Hazme un café, Conchita
«HAZME un café, Conchita. César acaba de regalarme el Cavia con su muerte». Con estas palabras saludó Jaime Campmany a su mujer, después de haberse pasado la noche en claro, velando el cadáver de González-Ruano. Escribió aquel artículo donde la mota necrológica alcanzaba temperatura de metáfora y, en efecto, obtuvo con él, como había pronosticado, el premio que concede ABC. Ya no queda nadie a quien se le den los muertos como a Campmany, quizá porque no queda ningún escritor que sepa fundir en su escritura nostalgia e ironía, socarronería y bondad, chanza y elegía. Jaime Campmany era exacto como un metrónomo en la elección del epíteto, lacerante en el sarcasmo, olímpico en la sátira; en sus manos, el lenguaje se convertía en un acordeón dócil, se incendiaba de una alegría lujuriosa, se teñía de una melancolía secretamente doliente, se tornaba lacerante como una daga o se remansaba en la evocación, brindando siempre esa nota temblorosa, mordaz o lírica, que amargaba el desayuno a sus enemigos (¡ay de quien Campmany eligiera como diana de sus dardos!) y hacía levitar de purísimo gozo a la cofradía siempre creciente de sus lectores.
Sin hipérbole, podemos afirmar que fue el último gran escritor satírico de la literatura española.
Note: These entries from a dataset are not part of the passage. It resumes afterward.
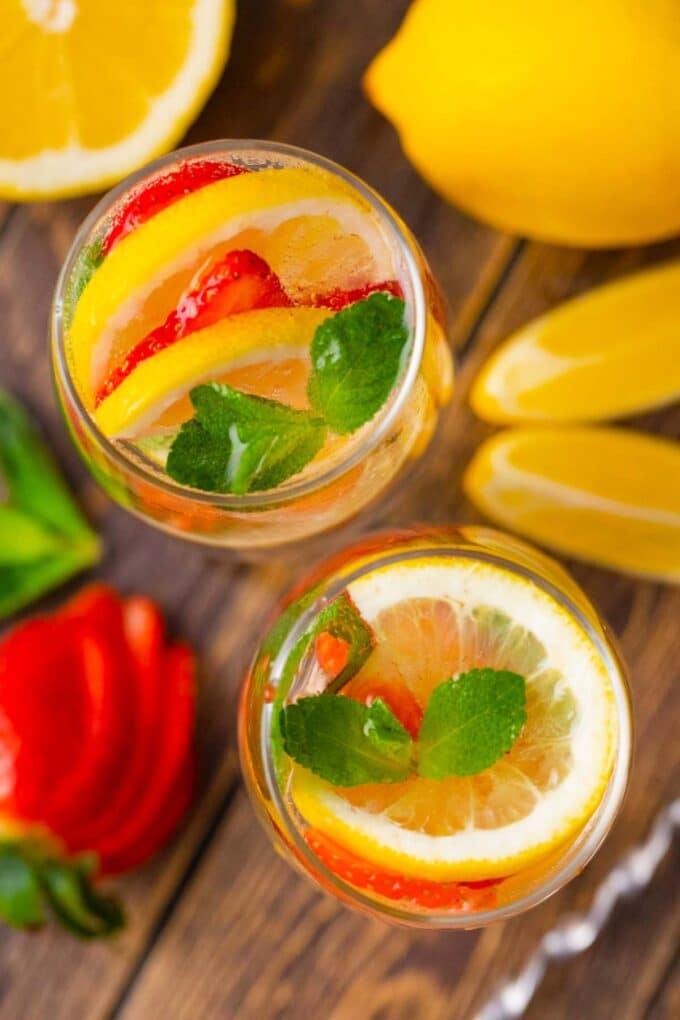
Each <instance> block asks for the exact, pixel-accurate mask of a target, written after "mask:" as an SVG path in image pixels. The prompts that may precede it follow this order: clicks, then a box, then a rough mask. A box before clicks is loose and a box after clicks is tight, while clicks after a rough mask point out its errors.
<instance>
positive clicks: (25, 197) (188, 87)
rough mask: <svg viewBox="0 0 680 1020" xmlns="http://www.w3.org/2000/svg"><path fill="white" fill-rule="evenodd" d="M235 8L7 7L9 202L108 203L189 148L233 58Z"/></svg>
mask: <svg viewBox="0 0 680 1020" xmlns="http://www.w3.org/2000/svg"><path fill="white" fill-rule="evenodd" d="M234 10H236V4H234V2H233V0H226V2H225V0H173V2H172V3H156V4H147V3H121V4H103V3H101V0H10V2H9V4H8V5H7V4H3V11H2V37H3V38H2V43H1V44H0V49H1V51H2V60H0V90H1V94H2V97H3V99H2V133H1V135H0V197H2V198H8V199H12V200H16V199H19V200H35V199H42V198H55V197H57V196H64V195H75V194H81V193H83V192H88V191H99V190H100V189H103V188H105V187H107V186H109V185H110V184H113V183H114V182H115V181H118V180H120V177H122V176H124V175H125V174H126V173H129V172H130V171H132V170H134V169H135V168H136V167H138V166H141V165H142V164H143V163H145V162H147V161H148V160H149V159H151V158H152V157H153V156H156V155H158V154H159V153H161V152H163V151H164V150H166V149H169V148H171V146H172V144H173V143H174V142H175V141H176V140H177V139H179V138H180V137H181V135H182V134H184V133H185V130H186V129H187V126H188V124H189V123H190V122H191V121H192V120H193V119H194V117H195V115H196V113H197V112H198V110H199V109H200V108H201V106H202V105H203V103H204V101H205V99H206V98H207V96H208V95H209V94H210V92H211V90H212V89H213V87H214V85H215V83H216V82H217V79H218V78H219V75H220V73H221V70H222V67H223V66H224V63H225V61H226V57H227V54H228V47H229V41H230V38H231V30H232V25H233V18H234Z"/></svg>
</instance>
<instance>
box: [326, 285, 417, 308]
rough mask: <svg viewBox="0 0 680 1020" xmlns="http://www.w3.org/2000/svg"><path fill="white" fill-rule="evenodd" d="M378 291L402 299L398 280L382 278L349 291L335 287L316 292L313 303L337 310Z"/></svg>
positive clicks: (352, 303) (402, 290)
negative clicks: (318, 292) (326, 291)
mask: <svg viewBox="0 0 680 1020" xmlns="http://www.w3.org/2000/svg"><path fill="white" fill-rule="evenodd" d="M378 291H383V292H384V293H385V294H391V295H393V296H394V297H396V298H401V299H402V300H404V291H403V290H402V285H401V284H400V283H399V281H397V279H384V281H382V283H380V284H366V285H365V286H364V287H355V288H354V289H353V290H351V291H344V290H343V289H342V288H341V287H335V288H334V289H333V290H332V291H327V292H326V293H325V294H317V296H316V297H315V298H314V305H315V306H316V307H317V308H330V309H331V310H332V311H334V312H338V311H341V310H342V309H343V308H347V306H348V305H353V304H354V303H355V301H363V300H364V299H365V298H367V297H368V296H369V295H370V294H375V293H376V292H378Z"/></svg>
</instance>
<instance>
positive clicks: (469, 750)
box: [418, 669, 526, 779]
mask: <svg viewBox="0 0 680 1020" xmlns="http://www.w3.org/2000/svg"><path fill="white" fill-rule="evenodd" d="M525 702H526V695H525V684H524V679H523V677H521V676H520V675H519V674H518V673H511V672H510V670H507V669H502V670H498V669H471V670H469V672H467V673H463V674H462V675H461V676H457V677H456V678H452V679H450V680H444V682H443V683H440V684H439V685H438V686H436V687H435V688H434V691H433V692H432V694H431V696H430V700H429V702H428V703H427V708H426V710H425V714H424V716H423V721H422V723H421V726H420V732H419V734H418V773H419V774H420V775H423V776H427V777H428V778H430V779H443V778H444V777H446V776H448V775H461V776H464V775H475V774H476V773H477V772H482V771H483V770H484V769H485V768H489V767H490V766H491V765H492V764H493V763H494V762H496V761H498V760H499V758H501V757H502V756H503V755H504V754H505V753H506V752H507V751H510V749H511V748H512V746H513V744H514V743H515V741H516V739H517V737H518V735H519V732H520V730H521V728H522V726H523V725H524V723H525V722H526V711H525V708H524V706H525Z"/></svg>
Llevaba en la sangre el latido urgente de las linotipias y el yacimiento recóndito de la mejor poesía, que entreveraba en sus artículos sin alardes, como quien declara llanamente su genealogía irrenunciable. Era un hombre hospitalario, jocundo, epicúreo, que convertía cada sobremesa en una celebración, ensartando anécdotas en las que rememoraba sus años heroicos de corresponsal, alumbrados de bohemia y partidas de naipes que se alargaban hasta el alba. Era también, en contra de lo que pregonaba la jauría de sus detractores, un hombre incapacitado para el rencor, con esa capacidad para compadecer las debilidades ajenas que caracteriza a los espíritus superiores. Nuestra tristeza, en la hora de la despedida, es como un verso de cabo roto que apenas logramos balbucir. Ni siquiera un café bien cargado logra espantar el fantasma de la orfandad que nos atenaza.